# Pop up



## lymorelynn (Oct 4, 2008)

I've bought two scratch posts but Mai Tai's favourite toy is her pop-up cube!:smilewinkgrin:


----------



## colliemerles (Nov 2, 2007)

aww that looks like fun, i want one for my dizzy,,,


----------



## lymorelynn (Oct 4, 2008)

Got it from Pinky Pawz on ebay - they might have some left only £2.99!


----------



## ColeosMummy (Aug 27, 2008)

Holly at pinkypawz is great she has lots left lol x
glad she likes her cube x


----------



## Guest (Nov 11, 2008)

Glad you posted this....ive just gone and bought my kitten one off Ebay


----------



## lymorelynn (Oct 4, 2008)

I think they're brilliant! Every kitty should have one (except Gizmo cos he's too grumpy to play - lol)


----------



## ColeosMummy (Aug 27, 2008)

coleo and meow have a blue one they getting the other colours for xmas x


----------



## Toby & Darwin (May 26, 2008)

She looks very happy playing in her toy xx

She is a gorgeous kitty, I love the blue points - they are my fave  xx


----------



## Aud's_Mum (Aug 4, 2008)

Lynn - is her name Mai (as in my) or Mai (as in May)?

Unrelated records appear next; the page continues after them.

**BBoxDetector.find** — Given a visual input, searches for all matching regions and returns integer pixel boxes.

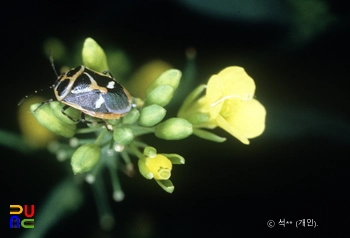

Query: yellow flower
[139,154,173,180]
[205,66,266,144]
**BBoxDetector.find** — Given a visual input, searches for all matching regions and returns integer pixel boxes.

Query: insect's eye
[56,78,70,97]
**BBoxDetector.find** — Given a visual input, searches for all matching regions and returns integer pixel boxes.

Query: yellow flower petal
[216,99,266,144]
[206,66,255,119]
[145,154,173,180]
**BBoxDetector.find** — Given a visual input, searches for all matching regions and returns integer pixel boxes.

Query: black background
[0,0,350,237]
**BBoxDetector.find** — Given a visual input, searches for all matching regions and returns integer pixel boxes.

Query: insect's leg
[33,98,53,112]
[61,105,81,122]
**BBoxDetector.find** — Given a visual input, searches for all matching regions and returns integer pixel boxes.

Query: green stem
[95,130,107,145]
[130,142,144,159]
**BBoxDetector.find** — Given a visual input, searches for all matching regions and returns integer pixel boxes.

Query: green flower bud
[145,85,174,107]
[146,69,181,94]
[186,113,210,125]
[122,108,140,125]
[113,127,135,145]
[82,37,108,72]
[155,118,193,140]
[139,104,166,127]
[71,143,101,174]
[30,103,77,138]
[50,101,81,124]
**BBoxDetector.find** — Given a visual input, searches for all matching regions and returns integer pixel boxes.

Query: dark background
[0,0,350,237]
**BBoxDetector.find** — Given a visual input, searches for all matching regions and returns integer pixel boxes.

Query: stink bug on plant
[19,57,131,120]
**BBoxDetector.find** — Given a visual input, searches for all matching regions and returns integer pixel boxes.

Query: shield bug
[19,57,132,120]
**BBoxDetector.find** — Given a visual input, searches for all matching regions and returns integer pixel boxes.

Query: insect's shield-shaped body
[54,66,131,119]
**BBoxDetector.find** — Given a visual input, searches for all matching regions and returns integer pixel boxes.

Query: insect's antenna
[49,50,58,78]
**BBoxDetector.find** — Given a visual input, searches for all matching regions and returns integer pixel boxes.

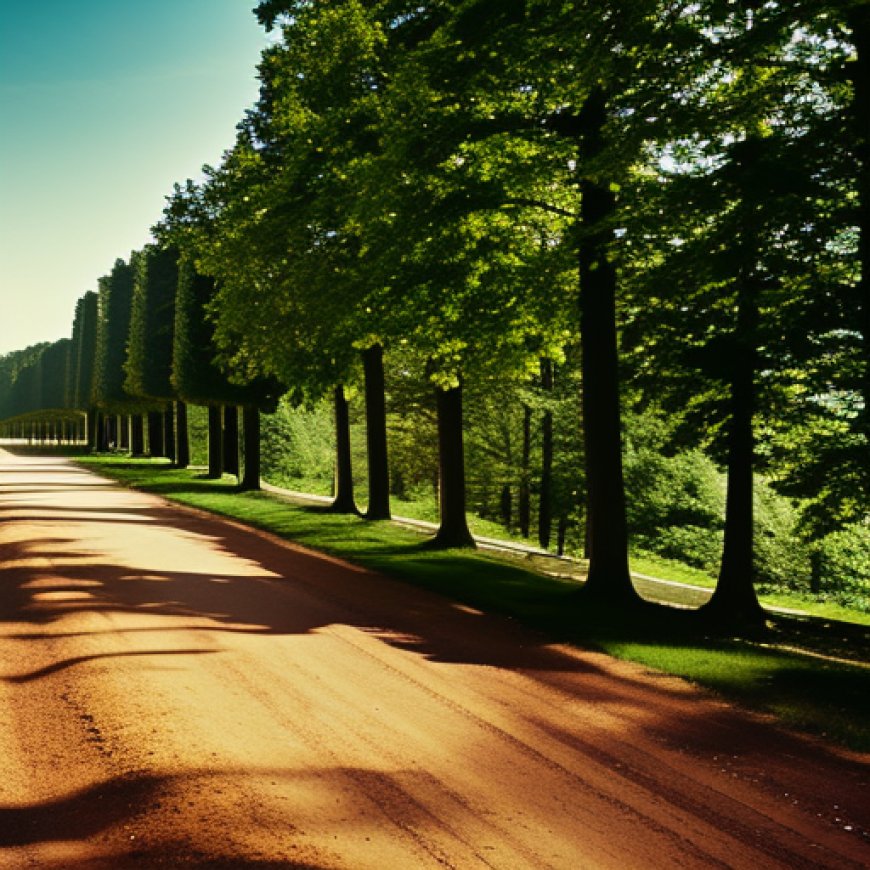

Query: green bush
[819,523,870,612]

Have you thought of any names yet???


----------



## suzy93074 (Sep 3, 2008)

gorgeous piccies - she has stunning eyes!!


----------



## Selk67U2 (May 5, 2008)

*Haha, fab pikkies they're great those cubes arn't they, mine love them too. We were lucky and won them at a show*


----------



## Guest (Nov 13, 2008)

Mine arrived today and Freedom absolutely loves it.....so glad you posted this as i had never seen them before and yes a bargain for £2.99. 

Thanks for keeping my kitten occupied....lol


----------



## lymorelynn (Oct 4, 2008)

FREE SPIRIT said:


> Mine arrived today and Freedom absolutely loves it.....so glad you posted this as i had never seen them before and yes a bargain for £2.99.
> 
> Thanks for keeping my kitten occupied....lol


A pleasure my dear. Glad to have been of service!:001_smile:
I might have to get another one the way Mai Tai's been going with it!


----------